Another incentive, passed last year, requires state Medicaid programs to each formulate their own policies to deny payment for certain preventable adverse events such as healthcare-associated infections.
For further reductions of healthcare-associated infections, hospitals need greater incentives, such as expanded Medicare penalties, and adding to a list of adverse events won't be reimbursed by all payers including health plans, and a shift from fee-for-service to bundled payments, Zimlichman says.
"Obviously, as we slowly phase out of our fee-for-service approach, we're going to see hospitals investing much more in efforts to battle these complications, and there's no doubt about that.
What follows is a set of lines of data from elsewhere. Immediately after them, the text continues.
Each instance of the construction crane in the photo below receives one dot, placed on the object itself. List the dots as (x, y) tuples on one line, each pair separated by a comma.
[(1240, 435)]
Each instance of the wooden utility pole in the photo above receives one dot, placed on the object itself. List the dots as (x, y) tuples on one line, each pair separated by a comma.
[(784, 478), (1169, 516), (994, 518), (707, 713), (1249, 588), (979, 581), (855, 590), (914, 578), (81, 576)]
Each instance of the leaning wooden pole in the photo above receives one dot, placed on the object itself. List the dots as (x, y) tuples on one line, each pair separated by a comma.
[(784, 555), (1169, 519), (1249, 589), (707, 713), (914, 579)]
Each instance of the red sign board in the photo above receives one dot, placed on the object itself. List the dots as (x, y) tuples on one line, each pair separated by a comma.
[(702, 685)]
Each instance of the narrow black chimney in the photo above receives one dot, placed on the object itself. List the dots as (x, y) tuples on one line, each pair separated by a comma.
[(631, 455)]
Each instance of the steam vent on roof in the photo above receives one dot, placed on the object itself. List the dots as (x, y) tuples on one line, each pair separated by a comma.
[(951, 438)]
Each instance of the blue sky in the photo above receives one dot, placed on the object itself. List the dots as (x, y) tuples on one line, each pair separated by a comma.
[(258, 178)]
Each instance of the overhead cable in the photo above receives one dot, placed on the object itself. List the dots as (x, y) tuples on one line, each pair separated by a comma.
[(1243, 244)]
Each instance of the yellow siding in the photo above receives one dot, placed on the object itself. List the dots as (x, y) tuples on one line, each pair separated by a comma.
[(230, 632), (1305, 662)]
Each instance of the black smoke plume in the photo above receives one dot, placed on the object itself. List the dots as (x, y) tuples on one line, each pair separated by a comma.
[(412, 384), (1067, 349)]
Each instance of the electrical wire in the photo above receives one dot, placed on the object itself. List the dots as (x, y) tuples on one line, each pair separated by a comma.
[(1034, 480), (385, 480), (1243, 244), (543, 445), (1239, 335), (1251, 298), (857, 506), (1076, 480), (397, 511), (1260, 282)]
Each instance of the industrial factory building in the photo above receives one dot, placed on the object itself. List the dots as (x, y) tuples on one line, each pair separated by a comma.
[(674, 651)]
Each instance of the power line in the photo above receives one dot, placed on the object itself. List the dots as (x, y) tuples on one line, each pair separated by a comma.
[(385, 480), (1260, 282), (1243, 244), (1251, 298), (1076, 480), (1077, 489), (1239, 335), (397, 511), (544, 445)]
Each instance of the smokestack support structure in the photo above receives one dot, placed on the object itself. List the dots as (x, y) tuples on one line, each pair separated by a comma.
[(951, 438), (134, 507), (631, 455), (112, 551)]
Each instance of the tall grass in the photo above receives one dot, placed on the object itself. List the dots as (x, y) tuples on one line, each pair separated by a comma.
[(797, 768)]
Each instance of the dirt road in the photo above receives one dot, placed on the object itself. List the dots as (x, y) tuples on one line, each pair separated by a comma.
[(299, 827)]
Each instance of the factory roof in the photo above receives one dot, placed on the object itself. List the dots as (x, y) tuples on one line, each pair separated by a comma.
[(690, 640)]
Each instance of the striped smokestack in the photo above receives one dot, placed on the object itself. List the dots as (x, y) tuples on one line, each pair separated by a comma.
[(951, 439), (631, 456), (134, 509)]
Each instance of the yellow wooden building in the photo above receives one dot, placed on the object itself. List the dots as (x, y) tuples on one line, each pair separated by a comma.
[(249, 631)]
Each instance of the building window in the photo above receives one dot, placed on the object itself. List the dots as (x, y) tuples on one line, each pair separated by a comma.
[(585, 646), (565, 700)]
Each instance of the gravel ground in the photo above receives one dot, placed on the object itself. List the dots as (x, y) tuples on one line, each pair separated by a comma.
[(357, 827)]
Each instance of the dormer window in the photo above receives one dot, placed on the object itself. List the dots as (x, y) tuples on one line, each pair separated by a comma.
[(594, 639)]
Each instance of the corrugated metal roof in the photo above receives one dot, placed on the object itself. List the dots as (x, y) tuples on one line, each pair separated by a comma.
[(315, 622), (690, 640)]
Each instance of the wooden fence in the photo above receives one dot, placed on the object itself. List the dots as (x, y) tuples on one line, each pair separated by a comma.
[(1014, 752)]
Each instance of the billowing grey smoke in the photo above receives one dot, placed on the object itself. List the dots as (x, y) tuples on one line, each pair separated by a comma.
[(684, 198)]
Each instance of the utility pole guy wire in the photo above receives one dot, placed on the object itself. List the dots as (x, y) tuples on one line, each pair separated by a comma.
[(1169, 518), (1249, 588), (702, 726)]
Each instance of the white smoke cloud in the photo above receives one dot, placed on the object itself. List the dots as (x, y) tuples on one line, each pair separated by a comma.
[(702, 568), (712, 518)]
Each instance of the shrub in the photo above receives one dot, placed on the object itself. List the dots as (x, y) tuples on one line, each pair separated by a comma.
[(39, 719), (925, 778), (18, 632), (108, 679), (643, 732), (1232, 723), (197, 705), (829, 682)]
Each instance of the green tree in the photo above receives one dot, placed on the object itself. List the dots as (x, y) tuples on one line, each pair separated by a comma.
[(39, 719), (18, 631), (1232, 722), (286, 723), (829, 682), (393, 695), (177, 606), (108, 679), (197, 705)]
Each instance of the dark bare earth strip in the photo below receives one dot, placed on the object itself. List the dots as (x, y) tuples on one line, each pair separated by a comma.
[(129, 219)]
But again, if we're just showing the numbers, and there's no policy change, and no risk to the providers, it's doubtful how much difference this is going to make."
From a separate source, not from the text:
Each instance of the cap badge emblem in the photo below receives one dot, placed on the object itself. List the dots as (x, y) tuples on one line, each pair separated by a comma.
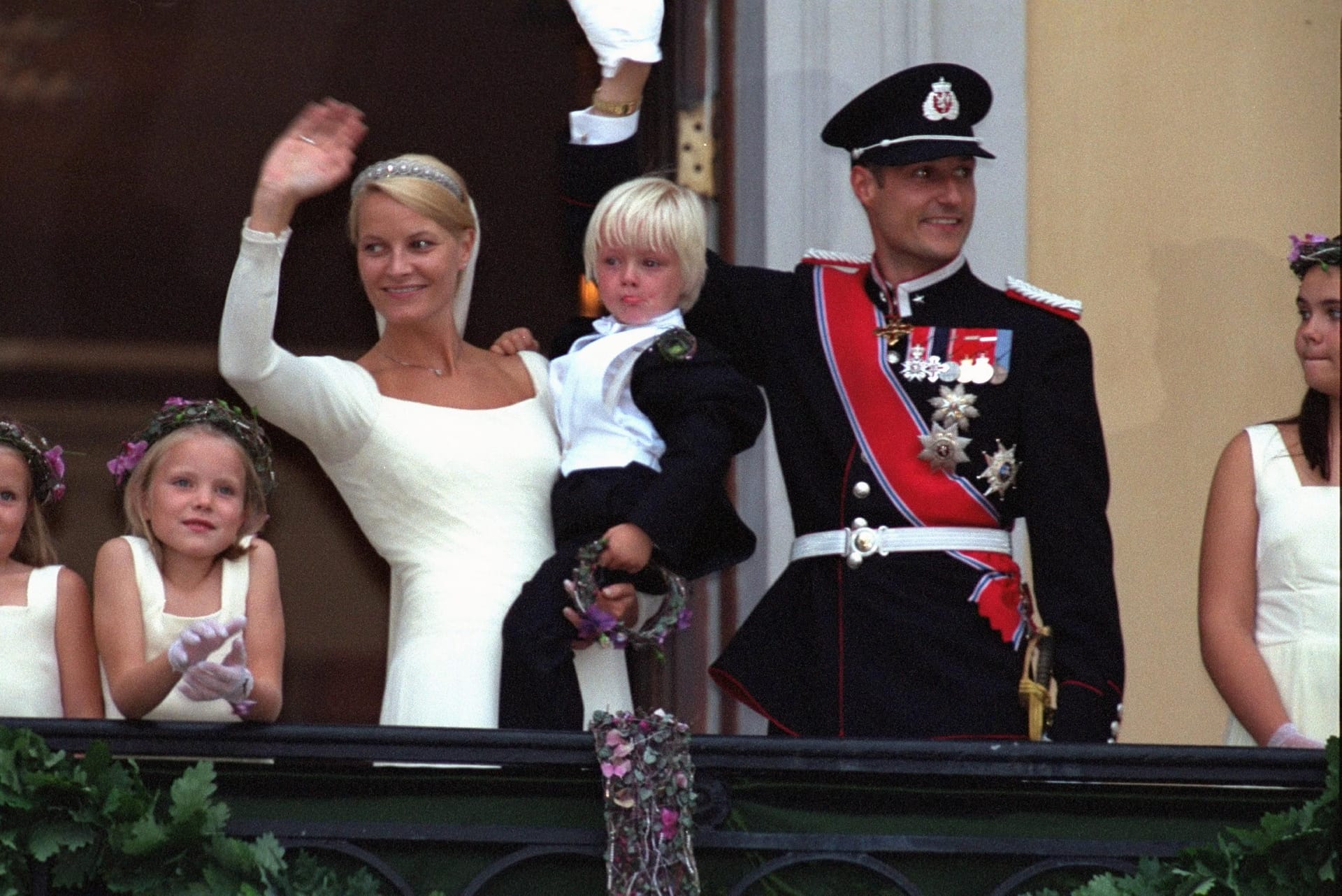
[(941, 102)]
He adds that some progress is happening, although slowly. Some heath plans are adopting policies to refuse reimbursement for avoidable adverse events, such as preventable infections. "The game is starting to change," he says. "We know for example that 75% of infections are preventable," and special initiatives such as Michigan's keystone project have reduced CLABSI to zero.
In an accompanying editorial, journal editor Mitchell Katz, MD, wrote that healthcare administrators need motivation "to invest in the necessary systems to decrease these infections." Such costs might include information technology systems to minor rates following interventions, education of clinicians, time to continually reassess patients' need for catheters, lines, and ventilator support, and effectiveness of measures such as chlorhexidine baths.